D'Onofrio saluta il Palazzo di Giustizia di Avellino: "Lascio qui una parte del mio cuore e tantissimi amici" 

La partenza del sostituto Procuratore lascia un vuoto profondo nel cuore del sistema giudiziario, ma il suo impegno resta un esempio per tutti

Il Palazzo di Giustizia di Avellino, a partire da domani, dovrà fare i conti con la mancanza del Sostituto Procuratore Vincenzo D’Onofrio al secondo piano. La sua assenza racconta nove anni di incisive investigazioni, contraddistinte dalla determinazione di un magistrato esperto, il cui ufficio ha accolto figure di spicco sia nell'ambito politico che imprenditoriale, unite da un comune interesse: la giustizia. Oggi, durante la cerimonia svoltasi presso l'Aula Magna del Tribunale di Avellino, tantissimi messaggi di affetto e sincere ed emozionate parole di ringraziamento. Il Dottor D'Onofrio, sotto l'occhio attento del Beato Rosario Angelo Livatino, cui è dedicata l'aula, ha avuto una parola di affetto per tutti: "Lascio qui una parte del mio cuore e tantissimi amici". Davanti alla scrivania di D’Onofrio si sono presentati, in veste di testimoni chiamati in causa, esponenti di rilievo della politica e del mondo imprenditoriale a livello nazionale. La Procura di Avellino, con la partenza di uno dei suoi magistrati più esperti, perde una figura di rilievo, un professionista che ha contribuito in modo significativo alle indagini sulla criminalità organizzata e economica.

A partire da lunedì, il pubblico ministero che ha attirato l'antipatia sia della camorra che dei colletti bianchi assumerà il ruolo di sostituto procuratore generale a Napoli. La sua esperienza presso la Sesta Sezione Penale negli ultimi mesi ha anticipato questo nuovo incarico. Ripercorrere la storia degli ultimi nove anni permette di rivedere le indagini più rilevanti firmate dai magistrati di Piazza D’Armi, focalizzate sulle sfide della criminalità economica e organizzata.

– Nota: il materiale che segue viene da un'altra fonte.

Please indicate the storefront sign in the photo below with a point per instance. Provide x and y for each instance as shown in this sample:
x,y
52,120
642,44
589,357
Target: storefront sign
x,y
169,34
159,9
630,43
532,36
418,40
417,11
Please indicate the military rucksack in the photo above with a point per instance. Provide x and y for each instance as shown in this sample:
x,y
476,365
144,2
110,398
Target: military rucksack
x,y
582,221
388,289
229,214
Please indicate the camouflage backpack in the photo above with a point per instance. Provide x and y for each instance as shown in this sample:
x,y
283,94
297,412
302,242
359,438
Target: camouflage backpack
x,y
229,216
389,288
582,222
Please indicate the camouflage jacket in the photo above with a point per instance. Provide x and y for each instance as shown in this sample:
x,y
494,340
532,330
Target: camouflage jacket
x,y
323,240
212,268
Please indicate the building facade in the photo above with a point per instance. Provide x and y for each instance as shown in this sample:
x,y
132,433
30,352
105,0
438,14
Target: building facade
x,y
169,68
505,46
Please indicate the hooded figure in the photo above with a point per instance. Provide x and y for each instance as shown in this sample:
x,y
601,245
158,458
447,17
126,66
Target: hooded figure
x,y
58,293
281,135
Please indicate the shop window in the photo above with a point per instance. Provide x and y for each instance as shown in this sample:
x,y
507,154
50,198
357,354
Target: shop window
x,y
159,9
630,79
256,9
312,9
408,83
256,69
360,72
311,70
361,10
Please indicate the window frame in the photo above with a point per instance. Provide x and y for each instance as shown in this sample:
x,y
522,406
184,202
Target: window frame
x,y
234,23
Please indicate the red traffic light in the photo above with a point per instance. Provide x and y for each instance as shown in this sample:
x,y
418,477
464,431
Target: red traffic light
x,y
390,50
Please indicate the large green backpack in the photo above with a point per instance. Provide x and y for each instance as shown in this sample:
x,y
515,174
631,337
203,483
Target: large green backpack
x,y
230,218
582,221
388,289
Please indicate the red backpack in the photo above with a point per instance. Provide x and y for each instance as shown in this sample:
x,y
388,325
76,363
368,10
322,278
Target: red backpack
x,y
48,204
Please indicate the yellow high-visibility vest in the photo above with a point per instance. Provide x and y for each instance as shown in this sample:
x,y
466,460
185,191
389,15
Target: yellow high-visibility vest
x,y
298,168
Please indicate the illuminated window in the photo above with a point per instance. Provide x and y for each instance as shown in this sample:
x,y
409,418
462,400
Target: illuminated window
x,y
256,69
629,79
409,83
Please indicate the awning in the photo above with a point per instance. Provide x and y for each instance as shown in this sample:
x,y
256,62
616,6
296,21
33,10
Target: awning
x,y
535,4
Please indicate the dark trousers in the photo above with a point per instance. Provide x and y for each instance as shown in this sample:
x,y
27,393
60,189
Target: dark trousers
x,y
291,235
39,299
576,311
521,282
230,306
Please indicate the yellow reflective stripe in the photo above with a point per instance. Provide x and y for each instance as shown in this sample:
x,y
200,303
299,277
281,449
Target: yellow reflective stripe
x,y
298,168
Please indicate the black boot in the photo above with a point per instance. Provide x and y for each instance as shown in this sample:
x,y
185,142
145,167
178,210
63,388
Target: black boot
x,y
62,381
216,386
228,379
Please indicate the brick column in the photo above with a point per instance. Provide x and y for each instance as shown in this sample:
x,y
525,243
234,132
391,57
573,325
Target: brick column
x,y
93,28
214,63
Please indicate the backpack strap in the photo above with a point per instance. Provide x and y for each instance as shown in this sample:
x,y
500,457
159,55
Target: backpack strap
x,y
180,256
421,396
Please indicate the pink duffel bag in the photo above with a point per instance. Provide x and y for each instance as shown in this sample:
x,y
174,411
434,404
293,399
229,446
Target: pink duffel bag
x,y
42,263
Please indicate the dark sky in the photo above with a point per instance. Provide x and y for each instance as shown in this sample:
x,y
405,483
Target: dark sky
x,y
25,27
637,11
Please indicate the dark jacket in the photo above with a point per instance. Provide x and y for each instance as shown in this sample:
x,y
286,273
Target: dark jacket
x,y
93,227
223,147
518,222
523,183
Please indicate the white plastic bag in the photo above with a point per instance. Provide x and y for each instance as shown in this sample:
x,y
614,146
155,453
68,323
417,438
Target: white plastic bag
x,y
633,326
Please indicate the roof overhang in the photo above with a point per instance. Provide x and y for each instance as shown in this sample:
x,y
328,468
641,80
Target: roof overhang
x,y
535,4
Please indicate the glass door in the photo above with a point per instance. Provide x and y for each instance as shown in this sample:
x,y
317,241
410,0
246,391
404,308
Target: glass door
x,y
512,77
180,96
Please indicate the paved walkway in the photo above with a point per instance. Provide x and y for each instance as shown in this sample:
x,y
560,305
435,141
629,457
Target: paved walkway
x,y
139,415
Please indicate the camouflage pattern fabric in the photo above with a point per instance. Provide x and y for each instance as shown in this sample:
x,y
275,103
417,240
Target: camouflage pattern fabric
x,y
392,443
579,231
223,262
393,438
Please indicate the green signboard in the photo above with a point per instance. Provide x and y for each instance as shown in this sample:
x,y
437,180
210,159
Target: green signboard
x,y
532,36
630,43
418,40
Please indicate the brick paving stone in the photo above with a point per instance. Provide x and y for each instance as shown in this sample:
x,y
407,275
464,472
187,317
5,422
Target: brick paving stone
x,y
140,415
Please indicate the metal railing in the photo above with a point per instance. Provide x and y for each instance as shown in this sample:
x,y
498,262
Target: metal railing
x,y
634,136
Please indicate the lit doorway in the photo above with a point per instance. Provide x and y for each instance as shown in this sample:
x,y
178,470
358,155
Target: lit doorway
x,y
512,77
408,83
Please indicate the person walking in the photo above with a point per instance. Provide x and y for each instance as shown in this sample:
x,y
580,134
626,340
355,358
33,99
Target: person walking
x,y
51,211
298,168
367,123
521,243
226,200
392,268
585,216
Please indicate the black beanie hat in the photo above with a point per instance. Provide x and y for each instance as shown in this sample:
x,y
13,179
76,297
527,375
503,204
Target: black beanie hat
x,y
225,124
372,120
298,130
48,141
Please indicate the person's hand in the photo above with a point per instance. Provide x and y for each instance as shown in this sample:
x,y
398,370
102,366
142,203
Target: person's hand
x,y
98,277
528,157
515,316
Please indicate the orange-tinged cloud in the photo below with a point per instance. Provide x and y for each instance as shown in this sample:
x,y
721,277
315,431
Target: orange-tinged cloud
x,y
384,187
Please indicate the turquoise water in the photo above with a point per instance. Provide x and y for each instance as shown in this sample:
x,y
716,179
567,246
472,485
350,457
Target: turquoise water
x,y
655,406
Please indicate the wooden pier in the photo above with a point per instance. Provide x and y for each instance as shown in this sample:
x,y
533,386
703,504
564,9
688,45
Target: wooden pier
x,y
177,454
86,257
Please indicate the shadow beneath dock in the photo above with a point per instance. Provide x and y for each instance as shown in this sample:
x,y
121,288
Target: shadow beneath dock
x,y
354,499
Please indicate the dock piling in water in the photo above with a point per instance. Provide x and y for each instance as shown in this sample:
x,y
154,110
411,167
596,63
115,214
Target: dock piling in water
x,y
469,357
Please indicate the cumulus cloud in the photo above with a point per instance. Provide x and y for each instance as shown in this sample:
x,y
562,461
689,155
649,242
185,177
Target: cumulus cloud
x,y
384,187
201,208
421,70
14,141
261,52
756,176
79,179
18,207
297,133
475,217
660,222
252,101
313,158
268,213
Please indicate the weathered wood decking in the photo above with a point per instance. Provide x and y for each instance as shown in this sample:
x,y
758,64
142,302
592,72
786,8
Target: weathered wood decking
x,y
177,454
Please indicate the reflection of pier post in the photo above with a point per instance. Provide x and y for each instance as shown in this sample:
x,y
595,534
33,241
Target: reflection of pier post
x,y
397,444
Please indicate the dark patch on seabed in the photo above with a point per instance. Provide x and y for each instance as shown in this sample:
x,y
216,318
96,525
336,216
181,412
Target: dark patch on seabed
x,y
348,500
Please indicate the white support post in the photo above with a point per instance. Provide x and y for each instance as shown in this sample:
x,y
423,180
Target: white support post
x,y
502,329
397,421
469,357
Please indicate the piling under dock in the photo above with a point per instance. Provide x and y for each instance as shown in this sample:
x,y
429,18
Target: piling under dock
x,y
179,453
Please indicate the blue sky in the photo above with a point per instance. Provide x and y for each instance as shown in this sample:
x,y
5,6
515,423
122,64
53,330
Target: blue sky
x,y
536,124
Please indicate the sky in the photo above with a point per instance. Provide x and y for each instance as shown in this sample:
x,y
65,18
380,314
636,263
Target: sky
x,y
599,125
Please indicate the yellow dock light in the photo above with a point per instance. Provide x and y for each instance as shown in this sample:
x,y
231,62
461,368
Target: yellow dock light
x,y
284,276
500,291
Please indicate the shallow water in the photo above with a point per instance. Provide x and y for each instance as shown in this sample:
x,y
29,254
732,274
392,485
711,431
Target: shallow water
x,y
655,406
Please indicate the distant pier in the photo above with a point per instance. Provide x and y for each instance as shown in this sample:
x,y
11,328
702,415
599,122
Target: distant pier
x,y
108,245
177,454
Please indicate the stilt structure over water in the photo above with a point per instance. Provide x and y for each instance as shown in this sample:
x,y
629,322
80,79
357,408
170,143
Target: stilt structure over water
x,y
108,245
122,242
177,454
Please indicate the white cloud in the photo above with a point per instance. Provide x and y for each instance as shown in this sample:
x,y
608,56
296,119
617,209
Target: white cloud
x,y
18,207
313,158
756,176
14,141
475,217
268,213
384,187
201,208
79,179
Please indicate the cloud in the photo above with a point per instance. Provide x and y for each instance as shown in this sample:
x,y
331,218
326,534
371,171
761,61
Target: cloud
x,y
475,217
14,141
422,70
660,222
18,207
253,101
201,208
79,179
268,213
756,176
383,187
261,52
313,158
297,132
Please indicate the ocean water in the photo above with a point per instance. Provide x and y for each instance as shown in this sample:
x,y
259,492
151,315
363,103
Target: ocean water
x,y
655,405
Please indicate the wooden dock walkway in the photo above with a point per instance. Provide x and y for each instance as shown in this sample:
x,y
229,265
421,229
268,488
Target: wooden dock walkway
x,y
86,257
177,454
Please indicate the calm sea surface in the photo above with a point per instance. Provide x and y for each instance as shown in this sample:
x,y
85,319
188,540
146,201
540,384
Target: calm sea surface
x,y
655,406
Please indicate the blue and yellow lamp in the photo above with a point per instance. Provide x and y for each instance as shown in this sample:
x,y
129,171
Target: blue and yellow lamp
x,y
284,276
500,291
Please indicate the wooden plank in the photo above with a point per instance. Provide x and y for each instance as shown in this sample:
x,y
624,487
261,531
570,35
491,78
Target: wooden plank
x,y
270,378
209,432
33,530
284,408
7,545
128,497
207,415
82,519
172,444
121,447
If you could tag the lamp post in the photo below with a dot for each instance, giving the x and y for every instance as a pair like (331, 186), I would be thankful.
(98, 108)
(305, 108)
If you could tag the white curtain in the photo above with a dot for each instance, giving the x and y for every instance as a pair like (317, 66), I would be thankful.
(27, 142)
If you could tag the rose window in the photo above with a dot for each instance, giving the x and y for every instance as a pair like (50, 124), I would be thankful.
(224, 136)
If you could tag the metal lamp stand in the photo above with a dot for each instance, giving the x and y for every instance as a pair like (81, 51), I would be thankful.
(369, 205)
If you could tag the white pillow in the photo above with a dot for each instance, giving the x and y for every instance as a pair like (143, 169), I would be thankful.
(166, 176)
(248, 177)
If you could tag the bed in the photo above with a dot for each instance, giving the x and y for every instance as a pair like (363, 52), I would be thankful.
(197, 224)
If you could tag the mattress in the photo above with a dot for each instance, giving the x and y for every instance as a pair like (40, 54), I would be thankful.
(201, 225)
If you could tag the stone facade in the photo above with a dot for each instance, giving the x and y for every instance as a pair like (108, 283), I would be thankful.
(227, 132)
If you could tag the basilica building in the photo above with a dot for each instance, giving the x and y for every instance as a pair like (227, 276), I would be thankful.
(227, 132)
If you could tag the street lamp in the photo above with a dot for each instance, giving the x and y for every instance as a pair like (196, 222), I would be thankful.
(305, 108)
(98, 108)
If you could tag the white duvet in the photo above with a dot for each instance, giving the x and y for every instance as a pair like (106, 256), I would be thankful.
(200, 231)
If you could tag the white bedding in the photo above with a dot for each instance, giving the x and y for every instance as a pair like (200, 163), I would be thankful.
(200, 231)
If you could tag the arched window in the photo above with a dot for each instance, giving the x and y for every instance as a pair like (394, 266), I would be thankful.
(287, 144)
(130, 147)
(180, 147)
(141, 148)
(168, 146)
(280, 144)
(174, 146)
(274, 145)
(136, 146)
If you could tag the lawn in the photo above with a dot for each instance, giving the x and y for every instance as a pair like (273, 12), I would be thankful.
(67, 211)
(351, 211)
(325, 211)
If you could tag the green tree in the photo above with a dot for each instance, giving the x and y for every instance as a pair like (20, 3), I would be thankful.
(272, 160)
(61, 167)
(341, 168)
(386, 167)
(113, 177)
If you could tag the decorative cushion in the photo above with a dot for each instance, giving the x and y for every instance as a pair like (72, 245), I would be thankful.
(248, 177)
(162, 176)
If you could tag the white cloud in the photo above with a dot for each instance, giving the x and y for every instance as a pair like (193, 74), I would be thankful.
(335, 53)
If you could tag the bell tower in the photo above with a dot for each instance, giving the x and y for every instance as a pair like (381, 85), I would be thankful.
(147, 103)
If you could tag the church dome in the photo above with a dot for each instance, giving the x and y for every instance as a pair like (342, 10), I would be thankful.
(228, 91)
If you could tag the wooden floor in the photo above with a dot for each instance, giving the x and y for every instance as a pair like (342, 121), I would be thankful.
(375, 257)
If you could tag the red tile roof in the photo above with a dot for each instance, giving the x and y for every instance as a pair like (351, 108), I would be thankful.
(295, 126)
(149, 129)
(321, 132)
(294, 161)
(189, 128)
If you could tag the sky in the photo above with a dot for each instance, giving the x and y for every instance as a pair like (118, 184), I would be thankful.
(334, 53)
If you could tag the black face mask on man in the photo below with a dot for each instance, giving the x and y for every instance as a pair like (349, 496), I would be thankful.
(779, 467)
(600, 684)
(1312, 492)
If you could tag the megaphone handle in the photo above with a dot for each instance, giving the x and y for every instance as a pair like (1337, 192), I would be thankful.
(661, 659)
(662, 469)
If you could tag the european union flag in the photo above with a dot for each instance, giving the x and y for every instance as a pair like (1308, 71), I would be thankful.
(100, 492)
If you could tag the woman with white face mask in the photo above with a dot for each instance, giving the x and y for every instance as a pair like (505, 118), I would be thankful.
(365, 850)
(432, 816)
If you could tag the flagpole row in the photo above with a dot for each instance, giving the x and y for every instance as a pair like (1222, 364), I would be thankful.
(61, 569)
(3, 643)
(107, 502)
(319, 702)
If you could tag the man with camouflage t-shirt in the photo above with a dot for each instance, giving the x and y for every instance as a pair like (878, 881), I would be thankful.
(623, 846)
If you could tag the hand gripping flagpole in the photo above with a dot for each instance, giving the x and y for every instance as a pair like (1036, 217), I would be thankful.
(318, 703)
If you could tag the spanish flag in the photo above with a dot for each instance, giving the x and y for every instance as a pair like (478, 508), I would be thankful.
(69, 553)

Giunto al Palazzo di Giustizia nel settembre del 2015, Vincenzo D’Onofrio era già noto per avere praticamente annientato uno dei clan più potenti della camorra nell'area nord di Napoli, i Sarno di Ponticelli. Una delle gesta più memorabili della sua carriera presso la Dda di Napoli risale al settembre del 2012, quando ottenne il sequestro di uno dei Gigli di Barra, sospettato di essere sotto il controllo del potente clan Cuccaro e che fu successivamente abbattuto. In risposta, la camorra pianificò un attentato nei confronti di D’Onofrio nel 2011. Le minacce da parte della criminalità organizzata, estese anche alla provincia di Avellino, non si sono mai interrotte.

Nonostante il cambio di contesto, la toga di D’Onofrio, definita "senza paura", continua a non godere di simpatie tra i boss. Nel marzo del 2018, le minacce furono intercettate dai Carabinieri del Nucleo Investigativo a casa di Pasquale Galdieri, capo del Nuovo Clan Partenio. Mentre guardava un TG locale, esclamò: "a questo lo uccido", riferendosi al magistrato. Le indagini su estorsioni e turbative nelle aste rientrano tra i numerosi fascicoli affrontati dalla Procura di Avellino sotto la guida di D’Onofrio, coprendo vicende dallo scandalo Aias alla condanna di Gianandrea De Cesare. Nonostante un passato in cui alcune accuse sono state archiviate dalla Procura di Roma e la completa indipendenza sottolineata dai capi procuratori, nel 2021 il Consiglio Superiore della Magistratura non ha riconfermato D’Onofrio nella sua funzione di Aggiunto. Tuttavia, il parere unanime del Consiglio giudiziario nel settembre 2019 afferma che D’Onofrio è ampiamente meritevole della sua posizione, elogiando la sua dedizione e i risultati ottenuti.

L'affetto nei confronti di D’Onofrio è emersa chiaramente, con tantissime testimonianze, a cominciare proprio da quella del Procuratore Domenico Airoma: "Enzo ha fatto la Direzione Distrettuale Antimafia in un periodo in cui la camorra era estremamente virulenta. Quando la scorta gli è stata tolta, poi, lui non ha battuto ciglio. Questo è Vincenzo D'Onofrio; un uomo che ha avuto il coraggio di condurre indagini in un circondario dove, prima, nessuno aveva mai osato. Questo dà la misura del vero magistrato", conclude.